I am trying to parse a file encoded in utf-8
. No operation has problem apart from write to file (or at least I think so). A minimum working example follows:
from lxml import etree
parser = etree.HTMLParser()
tree = etree.parse('example.txt', parser)
tree.write('aaaaaaaaaaaaaaaaa.html')
example.txt:
<html>
<body>
<invalid html here/>
<interesting attrib1="yes">
<group>
<line>
δεδομένα1
</line>
</group>
<group>
<line>
δεδομένα2
</line>
</group>
<group>
<line>
δεδομένα3
</line>
</group>
</interesting>
</body>
</html>
I am already aware of a similar previous question but I could not solve the problem either without specifying the output encoding, or using utf8
or iso-8859-7
.
I have concluded that the file is in utf8
since it displays correctly at Chrome when choosing this encoding. My editor (Kate) agrees.
I get no runtime error, but the output is not as desired.
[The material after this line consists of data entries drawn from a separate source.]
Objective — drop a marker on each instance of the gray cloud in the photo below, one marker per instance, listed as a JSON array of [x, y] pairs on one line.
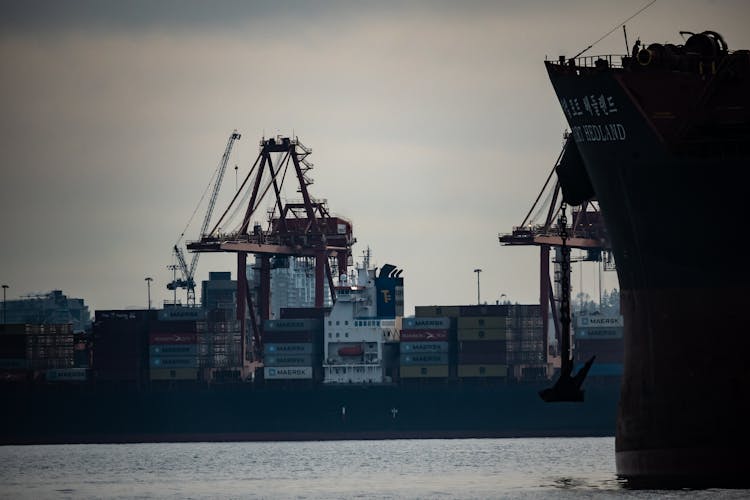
[[433, 126]]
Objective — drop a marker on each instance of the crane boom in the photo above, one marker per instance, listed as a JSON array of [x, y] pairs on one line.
[[188, 280], [214, 194]]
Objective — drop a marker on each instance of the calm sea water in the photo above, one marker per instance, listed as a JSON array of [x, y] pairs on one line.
[[444, 469]]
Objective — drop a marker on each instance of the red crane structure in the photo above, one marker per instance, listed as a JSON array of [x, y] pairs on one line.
[[302, 228], [586, 232]]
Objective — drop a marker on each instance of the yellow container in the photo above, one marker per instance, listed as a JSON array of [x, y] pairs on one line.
[[174, 374], [434, 311], [424, 371], [485, 322], [466, 371], [484, 334]]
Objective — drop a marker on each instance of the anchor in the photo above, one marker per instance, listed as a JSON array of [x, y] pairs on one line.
[[568, 386]]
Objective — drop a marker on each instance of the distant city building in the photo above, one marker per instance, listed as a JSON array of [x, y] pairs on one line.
[[49, 308], [292, 283], [219, 293]]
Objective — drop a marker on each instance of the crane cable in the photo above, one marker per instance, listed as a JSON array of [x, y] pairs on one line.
[[203, 196], [616, 26]]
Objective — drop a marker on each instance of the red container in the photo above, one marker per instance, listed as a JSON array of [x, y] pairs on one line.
[[424, 335], [173, 338]]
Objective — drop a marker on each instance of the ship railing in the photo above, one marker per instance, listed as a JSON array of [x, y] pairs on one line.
[[600, 61]]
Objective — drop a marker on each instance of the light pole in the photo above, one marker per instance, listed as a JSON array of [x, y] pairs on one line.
[[478, 271], [5, 307], [149, 279]]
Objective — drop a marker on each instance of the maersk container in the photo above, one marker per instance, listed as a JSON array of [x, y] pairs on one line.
[[440, 358], [480, 358], [482, 346], [172, 338], [427, 371], [427, 311], [602, 369], [486, 310], [426, 323], [291, 325], [67, 375], [184, 326], [164, 350], [182, 314], [288, 360], [414, 347], [14, 364], [176, 362], [488, 370], [173, 374], [287, 372], [483, 322], [288, 348], [483, 334], [424, 335], [285, 337], [598, 333]]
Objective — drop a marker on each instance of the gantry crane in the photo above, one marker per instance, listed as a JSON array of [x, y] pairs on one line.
[[188, 272], [302, 228], [587, 232]]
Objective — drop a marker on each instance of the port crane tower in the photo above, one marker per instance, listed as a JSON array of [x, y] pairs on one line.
[[303, 228], [586, 232], [187, 280]]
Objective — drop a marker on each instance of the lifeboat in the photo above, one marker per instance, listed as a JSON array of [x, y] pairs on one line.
[[353, 350]]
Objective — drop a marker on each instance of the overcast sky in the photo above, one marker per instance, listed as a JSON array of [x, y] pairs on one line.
[[433, 127]]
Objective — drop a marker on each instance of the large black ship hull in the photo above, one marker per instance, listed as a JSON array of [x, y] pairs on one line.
[[673, 211], [91, 414]]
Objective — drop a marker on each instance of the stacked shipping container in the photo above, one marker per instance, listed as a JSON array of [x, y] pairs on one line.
[[219, 344], [600, 336], [120, 345], [425, 347], [496, 341], [173, 350], [36, 347], [291, 349]]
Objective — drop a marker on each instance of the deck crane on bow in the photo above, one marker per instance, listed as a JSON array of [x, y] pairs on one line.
[[187, 280]]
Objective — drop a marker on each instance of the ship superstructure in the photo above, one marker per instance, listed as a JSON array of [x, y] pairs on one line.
[[660, 131], [357, 331]]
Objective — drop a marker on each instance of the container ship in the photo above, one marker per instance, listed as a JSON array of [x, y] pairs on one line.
[[661, 138], [357, 369]]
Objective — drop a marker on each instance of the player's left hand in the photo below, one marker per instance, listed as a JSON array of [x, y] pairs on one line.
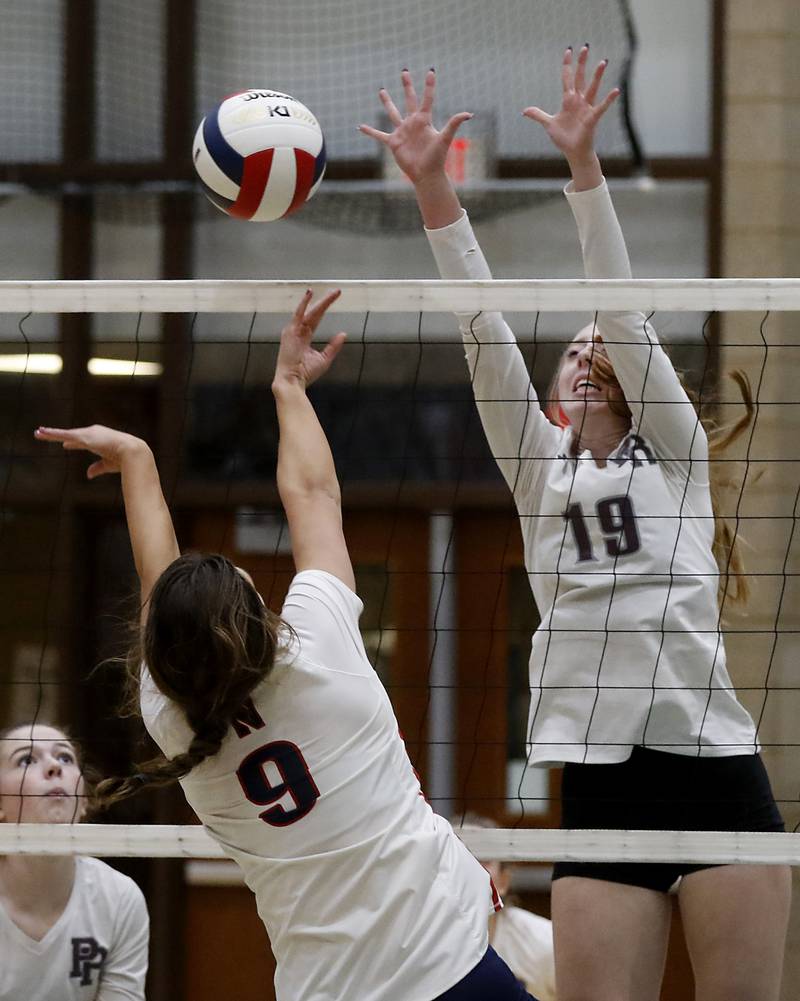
[[572, 129], [111, 445], [297, 359]]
Example output with tree.write('aaaaaaaaaaaaaaaaa.html', encoding='utf-8')
:
<!DOCTYPE html PUBLIC "-//W3C//DTD HTML 4.0 Transitional//EN" "http://www.w3.org/TR/REC-html40/loose.dtd">
<html><body>
<invalid html="" here=""/><interesting attrib1="yes"><group><line>
δεδομÎνα1
</line></group><group><line>
δεδομÎνα2
</line></group><group><line>
δεδομÎνα3
</line></group></interesting></body></html>